I was taken aback that this country, which claims to be a global champion of human rights, itself fails to comply with international law.

A panel of commissioners from Africa, Asia, Europe, Latin America and the Caribbean was assembled to look into police violence, and the structural racism that underpins it. Virtual public hearings were held earlier this year, with testimony from the families of the victims of some of the most notorious police killings in recent times.

The commissioners found that, within the cases they examined, a disproportionate use of excessive force by police led to the deaths of the 43 Black people in the cases they examined. This unlawful disproportionate use of force included shooting and the use of restraints and Tasers. The Commissioners find a alarming, national pattern of disproportionate use of deadly force not only by firearms but also by Tasers against people of African descent.

She added that as she listened to relatives of police shooting victims relate their stories, “it became clear that this was no longer an account of individual trauma, it was an account of trauma inflicted on a whole section of the US population.”

The commission’s report puts the human impact of systemic discrimination against African Americans in stark terms. It says that the US is operating two systems of law.

“One is for white people, and another for people of African descent,” it said.

In the course of the public hearings held in January and February, relatives gave a more personal impression of what such trauma entails. Nicole Paultre Bell, the wife of Sean Bell, testified: “Imagine living in a world where you must explain to your children that their father, an unarmed bridegroom on the morning of his wedding, can be justifiably killed in a hail of 50 police bullets.”

One of the most moving accounts was given by Dominic Archibald, the mother of Nathaniel Pickett who was gunned down by a police officer in 2018 for doing nothing other than walking unarmed across the street. In her testimony, Archibald began by explaining that “Nate” was her only child.

When [Nate] was killed, every hope and dream in my head was destroyed, taken and relegated to a statistic

“He was my legacy, my faith in the present moment, and my hope for the future. Can I ever put this impact into words? Would anyone ever understand?”, she said.

Answering her own question, she went on: “That answer is no. Nate was my perfect gift from God. When he was killed, every hope and dream in my head was destroyed, taken and relegated to a statistic.”

The report gives its own searing figures. Unarmed Black people are almost four times as likely as their white equivalents to be killed by police.

Demands

The commissioners make a number of demands on the US government and Congress. They want to see demilitarization of local police forces, and prohibition of no-knock warrants that allow officers to raid the homes of Black people like Breonna Taylor’s without warning and often without cause.
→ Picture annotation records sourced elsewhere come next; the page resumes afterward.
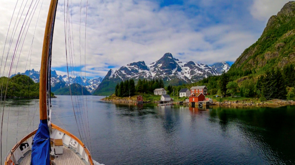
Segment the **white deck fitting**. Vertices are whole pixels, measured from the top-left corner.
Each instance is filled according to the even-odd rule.
[[[69,148],[63,146],[63,153],[58,155],[58,157],[51,161],[56,165],[71,164],[85,165],[82,160],[75,152]],[[31,151],[29,151],[19,164],[19,165],[30,165],[31,162]]]

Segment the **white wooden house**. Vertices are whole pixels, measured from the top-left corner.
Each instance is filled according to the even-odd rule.
[[[187,88],[181,89],[179,91],[179,97],[188,97],[191,95],[191,91]]]
[[[158,88],[154,90],[154,94],[155,95],[167,94],[167,92],[164,88]]]

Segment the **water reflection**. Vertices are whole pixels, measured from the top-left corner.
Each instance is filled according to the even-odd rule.
[[[243,143],[254,147],[267,162],[295,162],[295,113],[294,107],[234,109],[217,108],[210,111],[210,119],[218,117],[221,130],[237,128]],[[214,120],[210,120],[214,122]]]
[[[115,104],[98,101],[96,97],[87,97],[92,156],[101,163],[253,164],[295,162],[294,106],[201,109],[153,104]],[[72,115],[68,99],[67,96],[59,96],[53,100],[53,117]],[[32,115],[36,109],[33,105],[35,101],[31,102],[32,105],[29,102],[11,109],[12,132],[17,129],[15,121],[19,109],[19,121],[24,122],[18,126],[18,131],[26,130],[28,113]],[[53,117],[53,122],[77,133],[74,117],[60,119]],[[38,123],[39,119],[36,120]],[[21,129],[20,126],[23,128]],[[16,137],[15,133],[12,135]],[[11,148],[16,141],[9,142],[8,140]]]

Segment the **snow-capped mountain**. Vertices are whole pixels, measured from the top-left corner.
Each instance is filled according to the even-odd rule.
[[[211,66],[220,74],[222,73],[223,72],[226,73],[227,72],[230,68],[230,64],[225,61],[215,63]]]
[[[149,65],[141,61],[131,63],[116,70],[110,70],[94,94],[107,95],[114,90],[117,83],[130,79],[136,81],[140,79],[161,79],[166,84],[178,85],[220,74],[211,66],[191,61],[183,63],[167,53]]]
[[[173,58],[169,53],[165,54],[160,60],[148,66],[145,65],[144,61],[140,61],[129,64],[115,71],[111,69],[110,71],[110,76],[106,77],[109,79],[117,77],[123,80],[129,79],[158,78],[168,81],[177,79],[188,83],[219,74],[212,67],[206,64],[191,61],[186,63],[180,61]]]
[[[13,75],[10,77],[20,74],[29,76],[35,83],[39,82],[40,80],[40,72],[36,71],[34,69],[32,70],[27,70],[24,73],[18,73],[17,74]],[[97,88],[102,79],[101,77],[91,79],[78,76],[74,78],[70,76],[69,78],[67,75],[62,76],[58,75],[55,71],[51,71],[51,91],[54,92],[58,89],[68,86],[69,81],[71,84],[76,83],[85,86],[90,92],[91,92]]]

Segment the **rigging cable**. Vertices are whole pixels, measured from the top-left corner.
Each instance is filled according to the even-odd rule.
[[[87,23],[87,12],[88,6],[88,0],[87,0],[86,1],[86,13],[85,16],[85,35],[84,36],[84,66],[85,66],[85,79],[86,79],[86,25]],[[87,114],[87,122],[88,126],[88,133],[89,134],[89,141],[90,141],[90,150],[91,151],[91,153],[92,153],[92,146],[91,146],[91,138],[90,135],[90,130],[89,129],[89,120],[88,120],[88,108],[87,103],[87,95],[85,95],[85,97],[86,100],[86,112]]]
[[[20,30],[20,32],[20,32],[20,34],[19,35],[19,36],[18,36],[18,38],[17,39],[17,43],[16,44],[16,45],[17,45],[18,44],[18,43],[19,40],[19,36],[20,35],[20,33],[21,33],[21,32],[22,32],[22,29],[23,29],[23,26],[24,26],[24,24],[25,21],[25,20],[26,20],[26,19],[27,18],[27,16],[28,14],[28,13],[29,13],[29,11],[30,10],[30,8],[31,7],[31,6],[32,6],[32,2],[33,2],[33,1],[32,1],[32,2],[31,3],[31,4],[30,5],[30,6],[29,7],[29,8],[28,9],[28,12],[27,12],[27,14],[26,15],[25,17],[25,19],[24,19],[24,23],[23,23],[23,24],[22,24],[22,28],[21,28],[21,30]],[[15,33],[14,34],[15,34]],[[7,58],[8,57],[8,53],[9,53],[9,49],[10,49],[10,48],[9,49],[8,51],[7,52],[7,55],[6,56],[6,61],[5,61],[5,64],[4,65],[4,70],[3,70],[3,73],[4,73],[3,75],[4,75],[4,71],[5,70],[5,66],[6,66],[6,63],[7,61]],[[15,49],[14,51],[15,51]],[[15,54],[15,52],[14,52],[14,55],[13,55],[14,56],[14,54]],[[10,63],[12,63],[11,64],[12,64],[12,64],[13,64],[13,63],[12,63],[12,62],[11,61]],[[12,66],[11,65],[11,67],[11,67],[11,68],[10,68],[11,69],[10,69],[10,70],[11,70],[11,67],[12,67]],[[0,142],[0,143],[1,143],[1,144],[0,144],[0,147],[1,147],[1,148],[2,148],[2,129],[3,129],[3,115],[4,115],[4,107],[5,106],[5,101],[6,98],[6,94],[7,94],[7,88],[8,88],[8,87],[9,80],[9,79],[7,79],[7,81],[6,82],[6,89],[5,90],[5,95],[4,95],[4,103],[3,103],[4,105],[3,106],[3,111],[2,112],[2,119],[1,119],[1,129],[1,129],[1,130],[0,130],[0,142]],[[2,83],[3,82],[2,81]],[[2,86],[2,87],[3,87],[3,86]],[[2,93],[2,92],[1,92],[1,93]],[[1,149],[1,150],[0,150],[0,158],[2,157],[2,149]],[[1,163],[2,163],[1,162]]]
[[[66,48],[65,48],[65,57],[66,57],[66,61],[67,61],[67,73],[68,73],[68,79],[69,79],[69,81],[70,79],[69,79],[69,76],[68,65],[68,50],[67,50],[67,48],[66,48],[66,46],[67,46],[67,34],[67,34],[67,33],[66,33],[66,26],[67,26],[67,19],[66,19],[66,18],[66,18],[66,17],[65,17],[65,0],[64,0],[64,3],[65,6],[64,6],[64,26],[65,26],[65,28],[64,28],[64,29],[65,29],[65,45],[66,45]],[[67,12],[68,12],[68,3],[67,3]],[[70,89],[70,94],[71,95],[71,99],[72,100],[72,105],[73,107],[73,110],[74,111],[74,115],[75,116],[75,120],[76,120],[76,123],[77,124],[77,127],[78,127],[78,131],[79,132],[79,135],[80,136],[80,138],[81,138],[81,139],[82,138],[82,137],[81,137],[81,133],[80,133],[80,130],[78,129],[79,127],[78,127],[78,122],[77,122],[77,117],[76,117],[76,113],[75,112],[75,109],[74,108],[74,104],[73,103],[73,98],[72,97],[72,92],[71,92],[71,84],[70,84],[70,82],[69,82],[69,89]]]

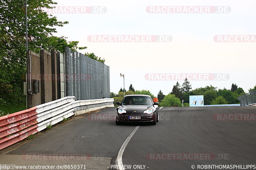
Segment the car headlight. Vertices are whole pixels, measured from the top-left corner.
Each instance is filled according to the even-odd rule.
[[[126,113],[126,111],[122,108],[119,108],[118,109],[118,113],[119,114],[125,113]]]
[[[147,110],[144,111],[144,113],[147,113],[148,114],[151,114],[153,113],[153,109],[149,108]]]

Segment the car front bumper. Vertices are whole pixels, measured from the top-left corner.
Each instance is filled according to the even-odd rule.
[[[140,116],[140,119],[130,119],[130,116]],[[122,114],[116,114],[116,120],[118,122],[153,122],[156,120],[156,114],[148,114],[143,113],[141,114],[129,114],[123,113]]]

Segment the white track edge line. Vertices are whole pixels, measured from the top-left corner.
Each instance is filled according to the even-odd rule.
[[[118,170],[125,170],[125,169],[124,168],[124,166],[123,165],[123,160],[122,159],[123,154],[124,153],[124,149],[125,149],[126,146],[127,146],[127,144],[129,143],[130,140],[132,138],[132,136],[139,127],[139,126],[137,126],[134,128],[130,135],[129,135],[129,136],[127,138],[127,139],[126,139],[125,141],[124,141],[124,144],[122,145],[122,147],[121,147],[121,148],[119,151],[117,157],[116,159],[116,169]]]

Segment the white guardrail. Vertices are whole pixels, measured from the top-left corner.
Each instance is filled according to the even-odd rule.
[[[240,104],[228,104],[226,105],[204,105],[204,106],[205,107],[209,107],[209,106],[240,106]]]
[[[253,104],[247,105],[246,106],[256,106],[256,103],[253,103]]]
[[[75,96],[69,96],[0,117],[0,150],[64,118],[106,107],[114,107],[114,101],[113,98],[76,101]]]
[[[78,115],[106,107],[114,107],[114,99],[76,100],[75,96],[65,97],[37,106],[39,132],[47,126],[56,124],[73,115]]]

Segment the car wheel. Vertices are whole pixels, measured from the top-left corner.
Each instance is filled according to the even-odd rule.
[[[152,122],[152,124],[153,125],[156,125],[156,116],[155,116],[155,120],[154,121]]]
[[[156,122],[158,122],[159,121],[159,114],[158,113],[158,111],[157,111],[157,116],[156,117]]]
[[[119,122],[118,122],[116,120],[116,124],[121,124],[121,123]]]

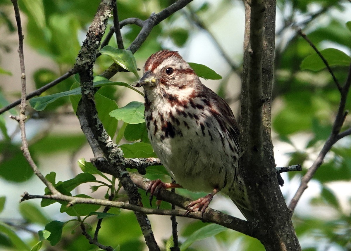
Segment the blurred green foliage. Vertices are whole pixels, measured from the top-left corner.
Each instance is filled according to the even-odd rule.
[[[151,13],[157,13],[173,2],[162,0],[119,1],[119,18],[120,20],[131,17],[145,20]],[[229,0],[219,1],[217,4],[210,1],[204,1],[201,3],[194,2],[193,4],[192,4],[192,10],[194,10],[196,14],[203,19],[210,29],[212,22],[219,19],[230,8],[241,8],[241,11],[244,11],[242,6],[234,6]],[[22,13],[27,20],[26,42],[39,53],[51,59],[57,66],[56,71],[45,68],[37,69],[33,76],[35,88],[39,88],[55,79],[72,67],[100,2],[98,0],[91,0],[88,4],[85,0],[19,1]],[[277,24],[277,26],[281,28],[277,37],[273,106],[278,104],[279,107],[273,114],[272,129],[277,135],[277,138],[279,140],[291,145],[296,149],[289,154],[289,164],[300,164],[304,168],[302,174],[289,173],[289,178],[292,179],[295,177],[299,177],[305,173],[306,168],[309,167],[306,163],[309,163],[308,161],[313,160],[315,154],[319,152],[321,146],[327,138],[331,130],[340,98],[339,93],[331,76],[324,68],[324,65],[321,63],[313,49],[305,40],[297,35],[295,28],[302,28],[317,48],[321,50],[324,49],[323,51],[326,53],[325,54],[326,59],[330,62],[339,82],[342,84],[347,75],[347,66],[350,64],[351,23],[349,21],[346,23],[347,21],[350,20],[343,20],[337,15],[333,14],[338,11],[342,13],[344,11],[345,6],[340,1],[279,0],[277,6],[277,11],[283,19],[280,20],[281,22]],[[5,30],[5,35],[16,32],[11,7],[9,1],[0,0],[0,25]],[[186,8],[185,9],[185,12],[187,11]],[[155,27],[146,42],[135,54],[138,65],[141,65],[142,63],[140,62],[144,61],[152,53],[162,48],[165,41],[170,41],[174,46],[187,46],[193,39],[193,34],[199,28],[192,24],[191,21],[185,19],[186,16],[183,12],[179,12]],[[209,16],[211,18],[209,18]],[[112,24],[111,20],[109,21],[109,27]],[[231,27],[234,25],[230,24],[229,26]],[[134,40],[140,29],[140,27],[135,25],[129,25],[122,28],[126,47]],[[229,33],[231,30],[225,27],[217,32]],[[235,34],[232,35],[232,39],[235,39]],[[5,36],[2,37],[5,39],[0,41],[0,50],[8,51],[11,49],[9,46],[10,41],[7,41]],[[105,48],[105,54],[114,51],[111,48],[117,47],[113,38],[109,45],[112,47]],[[329,47],[333,48],[328,48]],[[338,50],[336,50],[337,49]],[[118,50],[118,53],[122,52]],[[123,61],[123,63],[127,65],[127,68],[125,68],[128,69],[128,67],[130,66],[134,75],[120,73],[114,80],[95,79],[95,86],[100,87],[95,96],[99,116],[112,137],[117,133],[115,140],[117,143],[124,136],[127,141],[127,143],[121,145],[125,157],[155,157],[147,139],[145,123],[143,122],[143,113],[137,118],[138,120],[135,121],[136,122],[131,120],[135,118],[132,115],[135,115],[137,111],[140,111],[137,110],[139,107],[128,108],[127,105],[125,107],[129,109],[128,112],[121,115],[120,114],[121,109],[118,109],[117,104],[123,91],[120,88],[116,89],[115,86],[124,87],[121,88],[129,86],[124,82],[132,82],[135,80],[134,75],[138,75],[134,57],[130,55],[128,56],[120,58],[126,59]],[[121,63],[119,58],[112,56],[112,58]],[[101,73],[111,62],[107,56],[99,57],[94,66],[95,75]],[[208,73],[208,71],[205,71],[205,74]],[[209,77],[206,75],[204,77],[220,78],[220,76],[216,75],[216,73],[210,73],[212,75]],[[6,69],[0,68],[0,74],[11,74]],[[228,75],[231,74],[228,73]],[[225,99],[232,97],[228,96],[228,93],[225,90],[229,84],[230,79],[224,77],[221,82],[220,91],[221,96]],[[80,91],[75,91],[74,89],[79,86],[79,82],[77,77],[69,78],[47,90],[41,97],[36,98],[37,99],[32,100],[31,104],[33,107],[35,107],[35,104],[39,102],[42,109],[37,109],[41,111],[39,112],[30,111],[28,121],[35,120],[38,117],[49,121],[51,119],[51,115],[52,116],[61,116],[60,113],[72,111],[72,105],[75,109],[80,99],[79,95]],[[68,94],[62,94],[65,91],[69,92],[71,95],[69,98]],[[11,94],[0,92],[0,104],[2,106],[8,103],[7,99],[11,95]],[[43,99],[52,97],[55,98],[53,101],[55,102],[44,103],[42,101]],[[349,98],[346,108],[350,109],[350,107],[351,99]],[[120,116],[116,116],[118,119],[126,122],[123,125],[120,124],[118,129],[118,121],[110,115],[113,110],[118,111],[115,112]],[[11,112],[15,114],[17,112],[15,109],[12,109]],[[140,115],[140,113],[137,115]],[[2,135],[0,142],[0,177],[9,182],[23,182],[32,177],[33,172],[20,150],[18,141],[14,140],[13,136],[8,134],[6,127],[8,122],[5,117],[8,115],[7,114],[9,114],[9,112],[0,115],[0,129]],[[346,117],[345,128],[350,126],[351,120]],[[70,154],[70,152],[78,151],[86,144],[86,140],[82,133],[67,134],[49,131],[41,134],[41,132],[38,130],[37,133],[40,136],[34,137],[29,148],[32,156],[36,161],[38,156],[49,155],[58,152]],[[298,133],[304,134],[308,138],[303,149],[298,148],[292,143],[294,136]],[[351,249],[351,216],[349,212],[345,212],[337,197],[328,186],[334,182],[350,182],[351,179],[350,144],[349,138],[336,144],[313,178],[319,182],[322,189],[320,195],[313,200],[311,203],[331,209],[335,212],[335,215],[330,218],[318,218],[296,214],[293,217],[299,238],[310,240],[307,242],[308,244],[303,246],[303,250],[305,251],[320,250],[321,243],[325,244],[323,246],[324,248],[331,247],[338,250],[349,250]],[[40,163],[39,165],[40,167]],[[114,199],[125,199],[125,195],[122,193],[119,194],[118,192],[120,188],[115,188],[114,180],[105,176],[91,163],[84,160],[79,161],[79,165],[83,172],[71,179],[63,181],[56,181],[56,174],[53,172],[47,175],[47,178],[65,194],[71,195],[75,188],[83,183],[89,182],[93,192],[105,189],[106,196],[108,197],[113,191],[116,192]],[[135,171],[135,170],[131,171]],[[161,177],[169,180],[163,167],[148,168],[147,172],[146,177],[149,178]],[[95,179],[95,176],[101,178]],[[46,192],[48,193],[47,190]],[[22,193],[22,191],[19,192]],[[180,193],[191,197],[199,196],[198,194],[194,195],[193,193],[186,191],[182,191]],[[142,191],[141,194],[144,204],[149,206],[148,196]],[[88,196],[84,194],[75,196]],[[2,197],[0,200],[1,210],[6,206],[5,202],[5,198]],[[154,198],[153,205],[155,205],[155,202]],[[55,203],[54,201],[43,199],[41,205],[48,206]],[[29,250],[34,247],[33,250],[39,250],[41,245],[47,247],[51,244],[57,245],[58,249],[66,250],[98,250],[97,247],[90,244],[81,234],[79,225],[80,222],[84,222],[87,232],[93,234],[97,218],[99,217],[104,218],[99,235],[100,243],[114,248],[119,246],[121,250],[141,250],[145,248],[145,244],[141,240],[141,231],[132,212],[124,210],[120,212],[116,209],[112,209],[108,212],[115,216],[109,217],[111,216],[94,212],[100,206],[81,205],[67,208],[66,206],[66,203],[60,203],[62,204],[61,212],[67,213],[60,218],[62,221],[64,218],[65,222],[52,218],[52,216],[46,215],[41,208],[30,202],[21,203],[19,211],[22,218],[19,225],[25,229],[29,229],[27,227],[31,225],[39,226],[41,229],[49,232],[50,235],[48,236],[49,232],[40,232],[37,234],[31,234],[31,237],[25,238],[15,225],[1,222],[0,249]],[[161,208],[169,209],[170,206],[164,202],[161,204]],[[236,245],[235,246],[238,247],[241,250],[263,250],[262,245],[257,240],[240,233],[224,231],[224,229],[218,226],[198,221],[189,221],[189,222],[180,231],[183,245],[182,250],[207,250],[205,246],[202,246],[200,249],[197,249],[190,245],[197,240],[201,242],[200,240],[210,236],[214,236],[211,238],[221,246],[224,247],[223,250]],[[168,224],[170,224],[170,222]],[[212,232],[209,232],[210,230]],[[29,232],[32,233],[31,231]],[[209,232],[211,234],[209,235]],[[170,238],[171,236],[170,232],[170,239],[165,240],[167,244],[163,247],[164,250],[168,250],[172,246],[173,239]],[[64,241],[60,241],[62,239]]]

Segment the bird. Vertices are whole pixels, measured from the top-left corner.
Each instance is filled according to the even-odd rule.
[[[238,170],[239,129],[228,104],[204,85],[176,51],[163,50],[146,60],[136,86],[142,87],[150,142],[176,183],[152,181],[150,204],[161,188],[208,193],[187,212],[203,215],[218,192],[228,196],[248,221],[252,209]]]

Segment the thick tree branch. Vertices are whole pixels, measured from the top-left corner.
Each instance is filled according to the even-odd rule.
[[[332,131],[328,139],[323,146],[323,148],[317,158],[309,169],[306,174],[303,177],[300,186],[290,202],[289,208],[292,211],[293,211],[296,207],[296,205],[302,194],[308,187],[307,183],[312,179],[317,170],[323,164],[325,155],[330,150],[334,144],[340,139],[351,134],[351,129],[349,129],[340,133],[340,130],[344,124],[345,117],[347,114],[347,113],[345,111],[345,106],[346,104],[346,101],[350,85],[351,85],[351,64],[349,68],[349,73],[346,82],[340,91],[341,93],[340,103],[339,105],[338,113],[335,117],[335,120],[333,125]]]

They body also  calls for an end to qualified immunity through which police officers avoid civil lawsuits. The commissioners say the loophole “amounts to condoning brutal police violence”.

The call for a case against the U.S for crimes against humanity may be a long shot from being translated into anything practical, given the immediate challenges such demand faces. In the first instance, the U.S does not officially recognise the international court, though the charge is in itself serious.

Jilani said she hoped that the US government would see that such an action would support much needed change. “We felt that the US would benefit were individual police officers further deterred from resorting to unjustified force, knowing that some kind of international criminal responsibility might be held against them.”